Dashboards and scorecards are becoming ubiquitous business tools, according to a recent survey from The Data Warehousing Institute, “Deploying Dashboards and Scorecards.” The report, which is based on a winter 2006 survey of corporate IT professionals, BI consultants, and business sponsors/users, identifies numerous trends found in recent dashboard and scorecard deployments.
The report found that a majority of groups surveyed have deployed a dashboard as well as a scorecard, often within the same application. As well, dashboard and scorecard projects are overwhelmingly business-driven. Many dashboard and scorecard projects are initiated and guided by energetic business leaders.
Dashboards and scorecards are still in their infancy, according to the report. Most support fewer than 50 users and maintain less than 50 GB of data. Many organizations report that they haven’t spent a lot of money on dashboard/scorecard deployment.
The report makes several best practices recommendations for dashboard and scorecard deployment:
You get what you pay for. Deploying an inexpensive performance dashboard (licensable for under $50,000) may yield results in the short term, but the need to increase the scale of your dashboard will require significant additional time and investment.

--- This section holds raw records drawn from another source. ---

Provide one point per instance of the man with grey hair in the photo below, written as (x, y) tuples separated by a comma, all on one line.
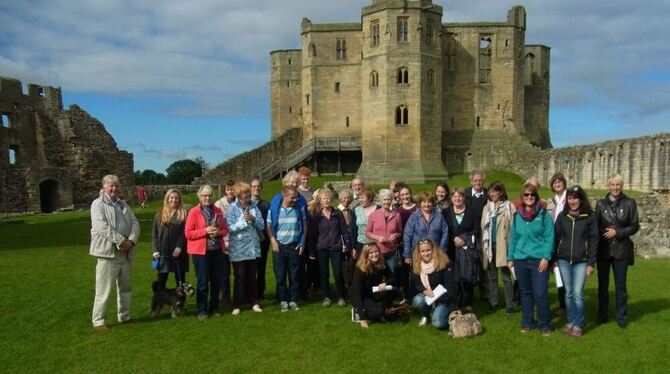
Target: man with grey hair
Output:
[(114, 234)]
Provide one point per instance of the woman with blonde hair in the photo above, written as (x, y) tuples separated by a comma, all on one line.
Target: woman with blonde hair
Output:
[(327, 240), (372, 292), (432, 271), (168, 240)]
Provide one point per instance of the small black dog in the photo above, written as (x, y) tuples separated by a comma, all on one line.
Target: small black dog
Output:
[(174, 297)]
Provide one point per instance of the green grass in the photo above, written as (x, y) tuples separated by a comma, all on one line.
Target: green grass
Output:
[(47, 282)]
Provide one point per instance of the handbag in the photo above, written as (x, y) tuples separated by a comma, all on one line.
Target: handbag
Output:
[(463, 325)]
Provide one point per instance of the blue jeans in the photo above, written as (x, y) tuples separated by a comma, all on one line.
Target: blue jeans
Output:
[(534, 290), (574, 277), (208, 269), (287, 261), (440, 317)]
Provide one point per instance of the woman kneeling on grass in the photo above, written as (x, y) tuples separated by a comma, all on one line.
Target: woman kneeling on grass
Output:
[(577, 237), (433, 273), (371, 293)]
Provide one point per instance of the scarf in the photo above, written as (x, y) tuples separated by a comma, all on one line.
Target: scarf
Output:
[(488, 234), (426, 269), (529, 214)]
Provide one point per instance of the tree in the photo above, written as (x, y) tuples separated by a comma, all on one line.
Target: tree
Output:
[(184, 171)]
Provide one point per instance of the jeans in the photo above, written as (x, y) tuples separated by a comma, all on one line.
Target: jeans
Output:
[(208, 269), (534, 290), (335, 257), (287, 262), (574, 277), (246, 284), (620, 269), (440, 317)]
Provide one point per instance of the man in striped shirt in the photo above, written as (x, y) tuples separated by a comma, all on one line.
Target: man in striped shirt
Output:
[(286, 228)]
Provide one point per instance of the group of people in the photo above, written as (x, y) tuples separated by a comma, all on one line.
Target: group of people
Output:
[(384, 248)]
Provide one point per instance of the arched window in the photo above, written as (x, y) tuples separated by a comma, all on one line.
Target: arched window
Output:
[(430, 78), (374, 79), (403, 75), (401, 115)]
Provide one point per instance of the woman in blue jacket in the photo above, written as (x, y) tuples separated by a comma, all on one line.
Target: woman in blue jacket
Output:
[(531, 247), (576, 249)]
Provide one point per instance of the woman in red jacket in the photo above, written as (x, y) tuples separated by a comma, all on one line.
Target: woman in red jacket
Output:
[(205, 229)]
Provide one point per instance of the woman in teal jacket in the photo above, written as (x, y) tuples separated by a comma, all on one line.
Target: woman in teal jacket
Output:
[(531, 248)]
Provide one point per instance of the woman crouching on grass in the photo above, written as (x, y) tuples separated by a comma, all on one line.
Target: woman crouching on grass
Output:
[(432, 269), (371, 293), (577, 237)]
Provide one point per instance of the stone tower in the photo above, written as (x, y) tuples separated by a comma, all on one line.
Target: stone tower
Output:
[(401, 73)]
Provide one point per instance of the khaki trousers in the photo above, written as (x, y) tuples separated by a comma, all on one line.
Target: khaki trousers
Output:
[(107, 272)]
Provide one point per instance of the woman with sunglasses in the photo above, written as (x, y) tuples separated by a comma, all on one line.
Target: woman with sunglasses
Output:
[(432, 269), (577, 236), (530, 249), (372, 291)]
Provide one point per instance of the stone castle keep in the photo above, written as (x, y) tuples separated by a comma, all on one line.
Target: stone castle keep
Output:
[(52, 158), (404, 83), (403, 95)]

Plan for the long haul. Successfully deploying a dashboard or scorecard often leads to requests from other departments and users for similar performance management tools. If you are not prepared to rapidly expand the scale and scope of your system, the extra drain on databases and processing power will lead to slower response times.
Plan for real time. Even if the business side is not requesting daily updates, being prepared to deliver them more timely data yields more valuable dashboards and scorecards and allows the business to more proactively optimize performance.
Develop effective metrics. Metrics are ultimately the key to the success of your dashboard/scorecard. Many techniques are available for ensuring that the metrics used are effective, including getting user buy-in, simplifying by using fewer metrics, avoiding perfectionism, and monitoring and revising as metrics lose business impact.
Involve technical people. One common mistake is to create metrics for which no data exists. To avoid this awkward situation, make sure you assign technical people to the team that gathers requirements and designs the metrics.